All Eyes on Ho Chi Minh City
As an evangelical sect becomes a new cluster
Good morning. There’s no way to sugarcoat it: this has been a bad week for Vietnam; statistically, the worst of the entire pandemic. If you’re reading this through a shared link, please sign up to receive future editions below.
On to the news.
Ho Chi Minh City’s Luck Runs Out
Let’s get some raw numbers out of the way first: on Monday morning, this ongoing outbreak had accounted for 2,164 cases - a figure that is now 3,295, along with 11 deaths. This brings Vietnam’s case total for the pandemic to 6,356 (3,453 are active), and 46 deaths.
Tuesday alone saw 444 cases announced, obliterating the country’s previous single-day case record, which had already been set and broken several times during this wave.
The big news is the emergence of a new cluster in HCMC yesterday, ending the city’s frankly miraculous general avoidance of this surge (though it’s now clear the virus has been present for some time without detection).
On Wednesday, three members of a local evangelical sect visited a hospital in Binh Thanh District with respiratory conditions. They were isolated and tested, and were positive for COVID-19.
Contact tracing and testing found 33 more cases through Thursday night, all linked to the sect (29 members, seven close contacts), with positive cases spread across 16 districts, including a chef at the Sheraton Hotel downtown. 53% of these people have shown COVID-19 symptoms - which is high.
The group in question is the Revival Ekklesia Mission, with an address in Go Vap District. According to their Facebook page, the mission is “a Christian charismatic congregation in fervent prayers for Revival and Salvation in Jesus Christ’s name for everyone.” It was founded “in the 1990s” by two missionaries named Phuong Van Tan and Vo Xuan Loan.
Numerous locations around town, including the Sheraton, have been isolated, and more of this can be expected as contact tracing expands.
The initial source of this cluster is not currently known, while health officials have said it’s possible that the virus has been present for some time, given the number of positive F1 cases.

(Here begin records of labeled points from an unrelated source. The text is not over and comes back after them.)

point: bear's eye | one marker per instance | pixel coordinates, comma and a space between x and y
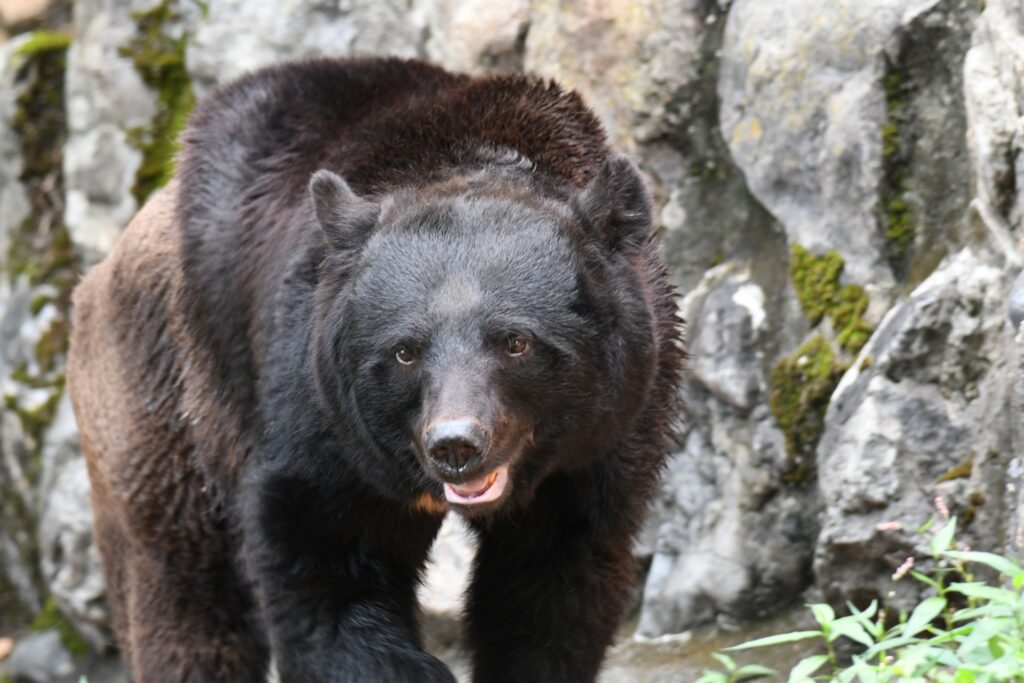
517, 345
404, 354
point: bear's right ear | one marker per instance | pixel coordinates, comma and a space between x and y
344, 216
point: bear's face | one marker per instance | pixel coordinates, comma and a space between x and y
467, 331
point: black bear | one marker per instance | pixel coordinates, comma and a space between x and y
376, 292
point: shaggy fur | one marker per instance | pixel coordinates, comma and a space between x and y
260, 479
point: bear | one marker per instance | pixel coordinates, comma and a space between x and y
373, 294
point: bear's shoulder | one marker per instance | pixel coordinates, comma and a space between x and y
382, 123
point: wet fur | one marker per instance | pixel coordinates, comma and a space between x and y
238, 510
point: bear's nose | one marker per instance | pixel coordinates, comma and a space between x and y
456, 444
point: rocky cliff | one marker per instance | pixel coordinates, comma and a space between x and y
837, 188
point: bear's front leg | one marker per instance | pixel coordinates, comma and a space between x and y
550, 586
336, 575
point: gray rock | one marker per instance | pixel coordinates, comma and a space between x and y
70, 561
924, 413
802, 111
629, 61
733, 540
19, 332
1015, 303
993, 79
13, 198
105, 98
41, 657
238, 36
473, 35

This morning, the Mekong Delta province of Long An reported its first case as part of this wave - another employee in the kitchen of the Sheraton.
HCMC’s government has responded by increasing restrictions, with gatherings of more than 10 people banned (previously 20), the shuttering of religious establishments, beauty salons and barbershops shut down, and all restaurants and cafes having to switch to take-away or delivery only. (Previously this had only applied to street-side eateries.) Repatriation flights and charter flights bringing in foreign experts have also been suspended from landing in the city.

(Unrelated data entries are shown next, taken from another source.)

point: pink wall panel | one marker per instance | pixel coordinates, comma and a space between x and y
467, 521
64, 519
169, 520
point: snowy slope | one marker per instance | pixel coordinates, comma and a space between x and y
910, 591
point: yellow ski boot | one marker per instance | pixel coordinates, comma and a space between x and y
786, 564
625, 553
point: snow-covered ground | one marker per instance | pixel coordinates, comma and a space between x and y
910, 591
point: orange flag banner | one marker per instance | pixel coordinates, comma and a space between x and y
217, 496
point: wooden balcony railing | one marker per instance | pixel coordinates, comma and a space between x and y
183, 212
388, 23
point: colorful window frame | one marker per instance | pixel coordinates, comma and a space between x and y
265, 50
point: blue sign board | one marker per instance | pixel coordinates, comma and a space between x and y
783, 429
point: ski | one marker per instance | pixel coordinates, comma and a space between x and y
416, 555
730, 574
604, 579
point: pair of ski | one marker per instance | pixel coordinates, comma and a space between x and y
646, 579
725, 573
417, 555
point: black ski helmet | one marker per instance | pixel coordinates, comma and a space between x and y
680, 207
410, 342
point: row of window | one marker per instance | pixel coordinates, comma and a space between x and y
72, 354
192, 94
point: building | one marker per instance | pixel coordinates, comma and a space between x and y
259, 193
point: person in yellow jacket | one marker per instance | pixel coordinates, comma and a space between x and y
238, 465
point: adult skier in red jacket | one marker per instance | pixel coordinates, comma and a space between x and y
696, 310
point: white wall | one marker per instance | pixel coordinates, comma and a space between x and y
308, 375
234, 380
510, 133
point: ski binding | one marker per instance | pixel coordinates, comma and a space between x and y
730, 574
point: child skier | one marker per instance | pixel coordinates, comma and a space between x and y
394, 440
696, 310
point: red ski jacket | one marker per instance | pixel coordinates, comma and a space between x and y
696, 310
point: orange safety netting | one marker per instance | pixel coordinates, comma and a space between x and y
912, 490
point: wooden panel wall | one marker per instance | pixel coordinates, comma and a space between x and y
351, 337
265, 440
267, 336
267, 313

This is complicated, to say the least, and case numbers in the city are sure to increase (a bakery and an apartment tower in Thao Dien were blockaded yesterday afternoon in relation to a case, and that’s just in my neighborhood).

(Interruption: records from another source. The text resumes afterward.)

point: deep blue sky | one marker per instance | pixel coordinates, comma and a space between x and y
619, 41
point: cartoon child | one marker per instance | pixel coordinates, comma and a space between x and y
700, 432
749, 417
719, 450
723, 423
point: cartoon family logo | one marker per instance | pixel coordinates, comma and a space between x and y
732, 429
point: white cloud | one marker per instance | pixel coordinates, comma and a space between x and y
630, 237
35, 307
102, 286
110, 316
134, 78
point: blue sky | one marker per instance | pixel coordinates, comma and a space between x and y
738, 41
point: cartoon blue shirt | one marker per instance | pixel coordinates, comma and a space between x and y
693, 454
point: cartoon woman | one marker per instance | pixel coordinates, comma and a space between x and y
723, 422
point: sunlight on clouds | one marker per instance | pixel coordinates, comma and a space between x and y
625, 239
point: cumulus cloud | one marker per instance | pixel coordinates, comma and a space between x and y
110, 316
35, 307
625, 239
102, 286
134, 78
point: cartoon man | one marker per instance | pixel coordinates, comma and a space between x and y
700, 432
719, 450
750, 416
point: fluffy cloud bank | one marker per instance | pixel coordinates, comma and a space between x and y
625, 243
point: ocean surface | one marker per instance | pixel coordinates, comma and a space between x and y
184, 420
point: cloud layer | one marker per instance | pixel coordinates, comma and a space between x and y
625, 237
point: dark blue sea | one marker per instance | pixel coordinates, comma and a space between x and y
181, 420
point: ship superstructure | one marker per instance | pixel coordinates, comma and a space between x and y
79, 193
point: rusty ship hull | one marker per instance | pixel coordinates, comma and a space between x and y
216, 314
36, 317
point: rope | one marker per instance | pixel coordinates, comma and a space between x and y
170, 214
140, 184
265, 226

Sadly, this is also not surprising: people have been complacent here in HCMC, even with huge numbers being reported from northern provinces, and over 100 restaurants in one district alone have been fined in the last 10 days for breaching COVID-19 restrictions.
Elsewhere in the country, thousands of workers in Bac Giang Province, the overall epicenter with 1,678 cases in this wave, are struggling amid a hard lockdown and food supply problems. That province has also begun to use the Rapid Antigen Test (RAT) in order to speed up testing. Given the huge case numbers there, one has to wonder how long the virus was circulating without detection for.
Both Bac Giang and Bac Ninh Province have begun vaccinating industrial park workers, which is extremely important at this point.
Hanoi had problems this week as well, with 17 cases stemming from four new clusters, the largest of which are at a company called T&T Group and a building in the huge Times City Vinhomes development. As of now, the sources of those clusters have not been identified. (The Times City one appears to have started from a mother and child from India who had completed 21 days of hotel quarantine and were in the middle of their 7 days of home isolation - that raises questions of its own.)
And, bafflingly, Quang Nam Province (home to Hoi An) has reopened bars and tourist attractions, even though officials in numerous provinces are advising residents to stay home as much as possible.
In vaccine news, 288,000 Oxford/AstraZeneca doses arrived in HCMC this week, part of Vietnam’s contract for 30 million doses. This means the country has received about 2.9 million doses of the vaccine so far, though only 29,000 or so people have been fully vaccinated. (Roughly 1 million people have gotten one shot.)
And the vaccine tours mentioned last week that a couple of Vietnamese travel companies proposed have already been nixed by the government.
I was hoping to cover more than just COVID-19 this week, but staying on top of all this for my own safety has been fairly exhausting - and there’s also just not much going on.
Extra Links:
Meet Vietnam’s bobsledders, the country’s most unlikely sports team (Southeast Asia Globe)
Thạch Sùng: A Muse in Every Home (Saigoneer)
The Aesthetic Yet Functional Role of Shade in the Genome of Vietnam's Modernist Architecture (Saigoneer)
A new generation of renegade Vietnamese chefs breaks through (Nikkei Asia)
Have a great weekend, and stay safe.